Coincidences in Your Plot


A short one for today.

What’s wrong with this picture?
“…the girl leaped out of the window and it just so happened that a mattress lay on the street so she was saved. As she got up, it just so happened that a gorgeous man was standing in front of her who helped her up. He’d just broken up with his wife and was looking for love. The two got married and lived happily ever after.”
 
Give your plot a better reason than:
"Why did this happen?"
"Because it just did, okay."
Yes, enough coincidences to make a bad romantic comedy or perhaps that movie The Ugly Truth started out as a sarcastic exercise like the paragraph above (my apologies to anyone who likes the movie).

So, how many coincidences are you allowed to have in your story?
ZERO…or perhaps one if you do it smartly.
A coincidence is just a warning sign that you were too lazy to come up with an actual reason for an incident. Yet you need your plot events to conspire in a way so that the resolution is a good one. Here’s how to handle those tricky coincidences:

Prepare the Audience
Problem: Mr. Evil Villain is strangulating Helpless Heroine when Estranged Brother just happens to walk into her house at that minute and is able to save her.

Fix: Have Estranged Brother look through old photos in a previous chapter and yearn to see Helpless Heroine once again.

Nothing in the outcome changes, but the events don’t sound so random now.

Follow Up
If you don’t want to prepare the foreground, then another good way to counter a coincidence is to follow it up with a plausible story.

Problem: After saving Helpless Heroine, Estranged Brother decides he needs to leave and isn’t seen in the plot ever again.

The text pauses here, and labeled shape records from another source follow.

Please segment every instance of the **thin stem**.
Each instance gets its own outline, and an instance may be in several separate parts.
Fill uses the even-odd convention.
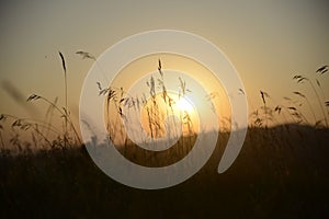
[[[315,94],[316,94],[316,96],[317,96],[317,100],[318,100],[318,103],[319,103],[320,110],[321,110],[321,112],[322,112],[322,115],[325,116],[326,126],[327,126],[327,128],[328,128],[328,127],[329,127],[329,126],[328,126],[328,120],[327,120],[327,116],[326,116],[326,113],[325,113],[325,111],[324,111],[324,107],[322,107],[322,104],[321,104],[320,97],[319,97],[319,95],[318,95],[318,93],[317,93],[317,91],[316,91],[316,89],[315,89],[315,87],[314,87],[313,82],[311,82],[310,80],[308,80],[308,79],[307,79],[307,81],[309,82],[309,84],[310,84],[310,87],[311,87],[311,89],[313,89],[314,93],[315,93]]]

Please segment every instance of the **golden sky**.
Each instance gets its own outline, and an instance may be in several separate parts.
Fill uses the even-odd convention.
[[[262,104],[260,90],[273,97],[273,105],[296,90],[316,105],[307,84],[296,85],[292,77],[317,78],[324,94],[329,93],[328,73],[315,73],[329,64],[328,9],[325,0],[1,1],[0,113],[37,117],[35,112],[45,112],[45,105],[31,108],[22,102],[32,93],[58,96],[64,105],[60,50],[77,120],[81,87],[93,62],[76,51],[98,57],[124,37],[159,28],[191,32],[220,48],[240,73],[252,108]],[[316,106],[314,111],[320,115]]]

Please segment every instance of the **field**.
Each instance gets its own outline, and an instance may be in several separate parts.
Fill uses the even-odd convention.
[[[220,134],[219,141],[228,134]],[[223,151],[186,182],[166,189],[124,186],[103,174],[83,146],[1,153],[1,218],[326,218],[329,130],[249,128],[224,174]]]
[[[84,51],[77,54],[94,59]],[[70,118],[66,62],[61,53],[59,56],[65,73],[65,106],[60,107],[57,99],[52,102],[32,94],[27,102],[42,101],[48,105],[44,120],[0,115],[1,218],[329,217],[329,102],[318,79],[315,87],[311,78],[293,78],[297,84],[309,85],[318,106],[311,105],[299,91],[293,92],[297,101],[285,97],[285,104],[274,105],[270,95],[260,91],[263,105],[250,114],[242,150],[225,173],[218,174],[217,166],[234,130],[224,128],[218,132],[217,147],[211,159],[194,176],[173,187],[147,191],[113,181],[93,163]],[[139,99],[125,96],[122,88],[102,88],[98,84],[99,96],[103,95],[107,101],[106,128],[110,138],[114,141],[118,138],[121,147],[117,149],[123,155],[149,166],[174,163],[177,157],[182,158],[189,152],[195,140],[186,114],[186,130],[193,134],[182,137],[188,141],[179,141],[173,150],[160,155],[145,153],[138,148],[132,150],[133,143],[117,122],[124,117],[122,108],[125,104],[132,103],[132,107],[136,108],[147,107],[146,124],[150,136],[156,137],[162,131],[159,126],[162,117],[159,115],[163,113],[159,110],[156,93],[160,93],[169,105],[167,113],[173,111],[160,60],[158,70],[160,91],[156,92],[151,78],[148,84],[149,105],[146,99],[139,102]],[[322,76],[326,71],[328,66],[316,72]],[[181,79],[180,82],[180,94],[184,95],[185,82]],[[243,90],[240,92],[245,94]],[[140,105],[134,105],[137,102]],[[305,112],[303,104],[309,108],[313,118],[302,113]],[[315,114],[315,107],[319,107],[321,115]],[[54,125],[53,117],[61,122],[61,128]],[[5,139],[5,135],[10,138]],[[29,136],[30,140],[24,141],[21,136]]]

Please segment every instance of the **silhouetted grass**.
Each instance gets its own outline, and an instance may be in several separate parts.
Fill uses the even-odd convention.
[[[89,53],[77,54],[97,61]],[[329,217],[329,129],[328,115],[324,110],[329,104],[320,99],[309,79],[294,77],[298,83],[307,81],[310,84],[321,107],[322,118],[317,118],[311,112],[315,123],[309,123],[294,100],[286,97],[288,105],[271,105],[270,95],[260,91],[263,106],[252,112],[242,150],[228,171],[218,174],[217,165],[230,130],[218,132],[212,158],[186,182],[166,189],[143,191],[113,181],[89,157],[70,119],[66,64],[61,53],[59,56],[65,71],[65,106],[58,106],[57,100],[50,102],[37,94],[30,95],[27,101],[46,102],[49,111],[64,118],[64,128],[58,129],[47,122],[0,115],[1,218]],[[327,68],[324,66],[317,72],[324,74]],[[158,71],[161,99],[169,105],[168,111],[172,111],[160,60]],[[179,82],[180,96],[183,96],[189,90],[181,78]],[[148,123],[151,135],[158,136],[161,127],[157,124],[159,111],[155,79],[151,78],[148,83],[151,97]],[[320,88],[318,80],[317,84]],[[102,88],[101,83],[95,85],[99,87],[99,95],[106,97],[107,106],[113,104],[118,117],[124,116],[124,104],[138,108],[147,102],[145,96],[127,96],[122,88]],[[240,94],[245,92],[240,90]],[[313,111],[306,95],[299,91],[294,91],[294,94],[303,97]],[[282,117],[286,123],[277,125]],[[10,130],[4,128],[5,124],[9,124]],[[115,138],[121,131],[118,127],[117,122],[107,124],[110,137]],[[3,140],[4,131],[13,134],[9,142]],[[31,142],[21,140],[22,132],[31,135]],[[47,132],[55,138],[48,137]],[[194,140],[195,134],[181,137],[171,151],[156,154],[138,151],[132,141],[125,139],[118,150],[141,165],[161,166],[174,163],[189,153]],[[14,146],[18,153],[9,150],[7,145]]]

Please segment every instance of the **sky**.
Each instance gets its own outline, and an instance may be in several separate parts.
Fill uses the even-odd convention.
[[[329,97],[328,72],[315,73],[329,65],[328,9],[325,0],[4,0],[0,3],[0,113],[44,115],[45,104],[24,102],[32,93],[49,100],[58,96],[64,105],[60,50],[67,61],[69,108],[78,120],[81,88],[93,61],[82,60],[76,51],[99,57],[133,34],[170,28],[200,35],[220,48],[239,72],[251,110],[262,105],[260,90],[269,93],[272,105],[300,91],[320,118],[311,90],[297,85],[292,77],[317,78]]]

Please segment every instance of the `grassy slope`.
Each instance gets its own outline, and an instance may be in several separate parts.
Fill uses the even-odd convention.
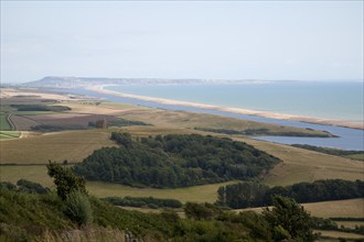
[[[11,125],[9,124],[7,120],[8,114],[0,113],[0,130],[11,130]]]
[[[46,175],[45,165],[31,165],[31,166],[0,166],[0,180],[11,182],[17,184],[20,178],[33,180],[47,187],[53,187],[53,179]],[[217,188],[234,182],[211,184],[203,186],[176,188],[176,189],[156,189],[156,188],[135,188],[118,184],[107,184],[98,182],[87,182],[87,189],[92,195],[97,197],[157,197],[157,198],[174,198],[182,202],[196,201],[196,202],[214,202],[217,196]]]
[[[0,164],[47,164],[49,160],[81,162],[94,150],[115,145],[103,130],[67,131],[1,141]]]
[[[290,185],[332,178],[347,180],[364,178],[363,162],[270,142],[250,139],[243,141],[283,161],[265,178],[268,185]]]
[[[364,153],[363,154],[354,154],[354,155],[344,155],[344,157],[364,162]]]
[[[346,233],[346,232],[341,232],[341,231],[314,230],[314,232],[319,232],[321,234],[321,237],[333,238],[333,239],[338,239],[338,238],[344,238],[344,239],[347,239],[347,240],[364,239],[364,235],[362,235],[362,234]]]
[[[75,113],[119,116],[125,119],[144,121],[154,124],[154,127],[128,127],[122,129],[124,131],[131,132],[135,136],[168,133],[201,133],[216,136],[227,136],[224,134],[195,131],[193,130],[195,127],[237,130],[265,128],[277,132],[298,130],[296,128],[283,128],[280,125],[257,123],[218,116],[190,113],[183,111],[164,111],[110,102],[101,102],[98,106],[95,106],[93,102],[67,102],[65,105],[71,107],[72,112]],[[304,130],[304,132],[312,131]],[[306,151],[287,145],[246,139],[243,136],[233,138],[251,144],[257,148],[266,151],[267,153],[283,161],[283,163],[276,166],[266,177],[265,182],[268,185],[290,185],[299,182],[313,182],[315,179],[324,178],[342,178],[351,180],[363,179],[364,164],[362,162],[355,162],[347,158]],[[1,141],[0,147],[0,163],[46,164],[50,158],[58,162],[64,160],[67,160],[68,162],[81,162],[94,150],[110,145],[115,144],[109,140],[109,131],[104,130],[68,131],[46,135],[29,136],[18,140],[3,140]],[[36,173],[33,173],[34,175],[32,175],[31,170],[36,168],[39,167],[1,167],[2,170],[7,169],[7,173],[13,174],[13,176],[7,177],[11,179],[14,178],[14,182],[21,178],[19,176],[34,176],[34,178],[40,182],[44,179],[42,184],[50,183],[45,182],[47,178],[42,178],[42,175],[38,175],[40,177],[36,177]],[[1,175],[3,175],[3,172],[1,173]],[[132,195],[146,191],[140,191],[138,188],[127,189],[126,187],[118,186],[119,185],[93,184],[90,185],[90,189],[93,193],[99,193],[99,196],[103,196],[103,193],[111,194],[119,191],[120,194]],[[152,191],[148,190],[148,193]],[[146,193],[147,196],[148,193]],[[199,195],[199,193],[196,194]],[[164,194],[160,196],[163,197]],[[206,196],[203,199],[212,201],[214,198],[215,197]],[[181,199],[186,200],[186,198],[183,197],[181,197]]]
[[[311,216],[321,218],[363,218],[364,198],[339,200],[339,201],[320,201],[302,204]],[[261,208],[236,209],[236,212],[253,210],[261,212]]]

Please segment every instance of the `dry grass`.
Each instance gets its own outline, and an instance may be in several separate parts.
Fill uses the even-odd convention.
[[[363,218],[364,199],[347,199],[339,201],[321,201],[304,204],[303,207],[311,215],[321,218]]]
[[[265,178],[265,183],[271,186],[291,185],[318,179],[363,180],[364,178],[363,162],[265,141],[239,140],[283,161],[270,170]]]
[[[85,130],[2,140],[0,164],[46,164],[49,160],[82,162],[95,150],[116,145],[108,131]]]
[[[46,187],[53,187],[53,179],[46,174],[45,165],[1,165],[0,182],[10,182],[17,184],[19,179],[28,179],[42,184]]]
[[[363,218],[364,215],[363,198],[302,204],[302,206],[311,213],[311,216],[320,218]],[[236,209],[234,211],[261,212],[261,210],[263,208],[246,208]]]

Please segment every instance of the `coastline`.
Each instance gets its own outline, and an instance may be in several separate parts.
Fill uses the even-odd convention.
[[[256,111],[256,110],[249,110],[249,109],[220,107],[220,106],[212,106],[212,105],[204,105],[204,103],[196,103],[196,102],[189,102],[189,101],[178,101],[178,100],[163,99],[163,98],[153,98],[153,97],[139,96],[139,95],[122,94],[122,92],[105,89],[105,87],[107,87],[107,86],[109,86],[109,85],[100,85],[100,86],[92,86],[92,87],[88,86],[88,87],[85,87],[85,89],[92,90],[95,92],[99,92],[99,94],[107,94],[107,95],[113,95],[113,96],[118,96],[118,97],[124,97],[124,98],[133,98],[133,99],[143,100],[143,101],[153,101],[153,102],[159,102],[159,103],[163,103],[163,105],[202,108],[202,109],[233,112],[233,113],[246,114],[246,116],[256,116],[256,117],[278,119],[278,120],[290,120],[290,121],[299,121],[299,122],[306,122],[306,123],[344,127],[344,128],[364,130],[364,124],[360,123],[360,122],[321,119],[321,118],[314,118],[314,117],[276,113],[276,112],[268,112],[268,111]]]

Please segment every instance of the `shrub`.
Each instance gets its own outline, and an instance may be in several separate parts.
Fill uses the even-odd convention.
[[[79,190],[68,194],[64,201],[64,213],[78,226],[93,222],[93,210],[87,195]]]
[[[33,183],[26,179],[18,180],[17,185],[19,190],[30,194],[47,194],[50,190],[43,187],[41,184]]]

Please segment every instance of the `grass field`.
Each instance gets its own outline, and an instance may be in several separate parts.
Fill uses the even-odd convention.
[[[104,130],[66,131],[1,141],[0,164],[47,164],[49,160],[82,162],[95,150],[113,146]]]
[[[11,125],[7,120],[8,114],[7,113],[0,113],[0,130],[4,131],[4,130],[11,130]]]
[[[217,198],[217,188],[236,182],[210,184],[202,186],[174,188],[174,189],[157,189],[157,188],[133,188],[117,184],[88,182],[87,189],[97,197],[156,197],[156,198],[174,198],[182,202],[215,202]]]
[[[364,198],[302,204],[311,216],[321,218],[363,218]],[[239,211],[261,212],[261,208],[236,209]]]
[[[354,155],[345,155],[346,158],[357,160],[364,162],[364,153],[362,154],[354,154]]]
[[[321,201],[304,204],[311,215],[321,218],[363,218],[364,199],[347,199],[339,201]]]
[[[364,163],[360,161],[326,155],[288,145],[263,142],[251,139],[239,139],[255,147],[275,155],[283,162],[278,164],[265,177],[271,186],[291,185],[318,179],[363,179]]]
[[[121,130],[129,131],[135,136],[168,133],[205,133],[188,129],[161,127],[128,127]],[[109,140],[109,132],[110,130],[68,131],[18,140],[4,140],[1,141],[2,154],[0,163],[46,164],[50,158],[61,162],[64,160],[81,162],[96,148],[115,145]],[[251,139],[235,139],[251,144],[283,161],[265,178],[265,182],[271,186],[328,178],[363,179],[364,164],[360,161]]]
[[[17,184],[21,178],[40,183],[43,186],[53,187],[53,179],[46,174],[45,165],[2,165],[0,166],[0,180]],[[214,202],[217,196],[217,188],[236,182],[211,184],[203,186],[193,186],[175,189],[157,189],[157,188],[135,188],[118,184],[107,184],[98,182],[87,182],[87,190],[97,197],[156,197],[156,198],[174,198],[182,202]]]
[[[15,139],[20,136],[19,131],[0,131],[0,140],[1,139]]]
[[[364,239],[364,235],[362,235],[362,234],[346,233],[346,232],[341,232],[341,231],[314,230],[314,232],[320,233],[321,237],[324,237],[324,238],[333,238],[333,239],[341,238],[341,239],[347,239],[347,240]]]

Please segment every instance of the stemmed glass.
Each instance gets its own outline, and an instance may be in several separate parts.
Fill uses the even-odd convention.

Fix: Estranged Brother saves her and Helpless Heroine and him patch up their relationship. Estranged Brother sticks around and helps her put Evil Villain behind bars at the climax.
 
This way even though it is a coincidence, it is well disguised. You prove that events in your book have consequences and don’t occur randomly.

Read or Watch Some Murder Mysteries
This genre is all about a murder planned right down to the last detail and one mistake bringing the whole thing tumbling down. I personally recommend Agatha Christie (ABC Murders and After the Funeral) because she deals with coincidences so deftly that often they’re too difficult to recognize.
A small side note: Watch Serendipity, a movie based entirely on coincidences, but doesn’t rely on lack of reasoning.

Learning from these can help you hide your coincidences and let your plot run smoothly as possible.